La campaña para el Nobel costará más, en tiempo y en Vega Sicilia. Cruzo los dedos para que el mandato futuro de mi amigo cubra al menos dos legislaturas y las cubra comme il faut, y para que no me toque una época flácida de nuestra política exterior, no sea que me caigan todos los parabienes en Bolivia. Medio Gobierno me acompañará a Estocolmo, previa consulta de la ruta en la Guía Michelín, a recoger el presente que me hará justicia. Y varios de los que me detestan se pelearán por relajarme a base de sus mejores habilidades orales, incluidos vicerrectores de entonces, colegas del otro bando y el troll de siempre.
Yo, con mi acrisolada sencillez, declararé que mi poesía podría ser mejor y descorreré con gesto humilde los paños de las placas que ponen mi nombre a calles nuevas en barrios que antes eran campus, colocaré primeras piedras de bibliotecas para estudiar apuntes y repetiré todo el rato al padre de mi amigo que su hijo es el mejor Presidente que hemos tenido, con diferencia, que qué majo y que qué incomprendido y tal.

2 comentarios:

Anónimo dijo...

Ilmo Sr catedrático, hoy VI se aburría y no tenía ganas de salir y se puso a escribir esto pues le diré que hay una poesía universalmente que se titula "La gaita y la Lira" y con un pequeño solamente de esa poesía se le quita el aburrimiento porque ahí se habla de literatura, la filosofía, la teología y la Iglesia católica porque me da la impresión que escribe mucho y no dice nada que no sepamos los españoles.

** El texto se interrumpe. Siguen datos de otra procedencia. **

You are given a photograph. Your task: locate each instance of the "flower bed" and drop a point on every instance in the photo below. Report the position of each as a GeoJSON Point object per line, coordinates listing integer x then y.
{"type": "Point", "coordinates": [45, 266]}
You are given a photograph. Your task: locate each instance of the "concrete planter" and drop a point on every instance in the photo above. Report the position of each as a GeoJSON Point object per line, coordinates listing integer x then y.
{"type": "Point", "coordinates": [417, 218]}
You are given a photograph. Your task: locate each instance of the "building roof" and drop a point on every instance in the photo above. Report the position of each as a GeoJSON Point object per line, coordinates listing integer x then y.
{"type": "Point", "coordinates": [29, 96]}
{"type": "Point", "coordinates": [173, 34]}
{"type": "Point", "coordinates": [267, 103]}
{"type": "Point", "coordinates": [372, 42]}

Porque ese poeta tan actualmente laureado es el neorojo Dn Antonio Gamoneda.
Y respecto al padre Corral, le diré que si tanto se metía con VI, es porque era VI un guindilla o bien el chulito del aula porque no creo que ni el padre Corral no se metiera con ningún compañero suyo, nada más con VI, eso significa y me da la impresión que no fuera por eso porque si yo fuera el padre Corral seguramente haría lo mismo con VI porque creo que VI sería el único de la clase que era ateo.

Juan Antonio García Amado dijo...

Oiga, VoxPopuli, anda usted peleón este fin de semana. A este paso acabará acusándome de haber matado a Kennedy. Todo lo echo sobre mis espaldas con resignación, menos lo de que el padre Corral me maltratara por ateo. En esa época un servidor incurría en catolicismo. Le cuento una anécdota por lo de quitar hierro a las disputas. En esa misma edad de quince años los curas nos llevaron a los de mi curso de ejercicios espirituales a León (premonitorio asunto) y nos trajinaron las neuronas a base de bien. Al final volvió el bus el colegio a recogernos, un atardecer de viernes. El conductor era un auténtico cachondo y tuvo la osadía de parar a medio camino, de vuelta a casa, para que nos tomáramos un refresco y orináramos... en un puticlub. Nuestra juvenil indignación fue tan aguda que hasta llegamos a pensar en darle fuego al local.
Dos años después sí que me había hecho yo ya ateo y en los ejercicios de aquel curso encabecé una rebelión que desquició al heroico predicador de turno.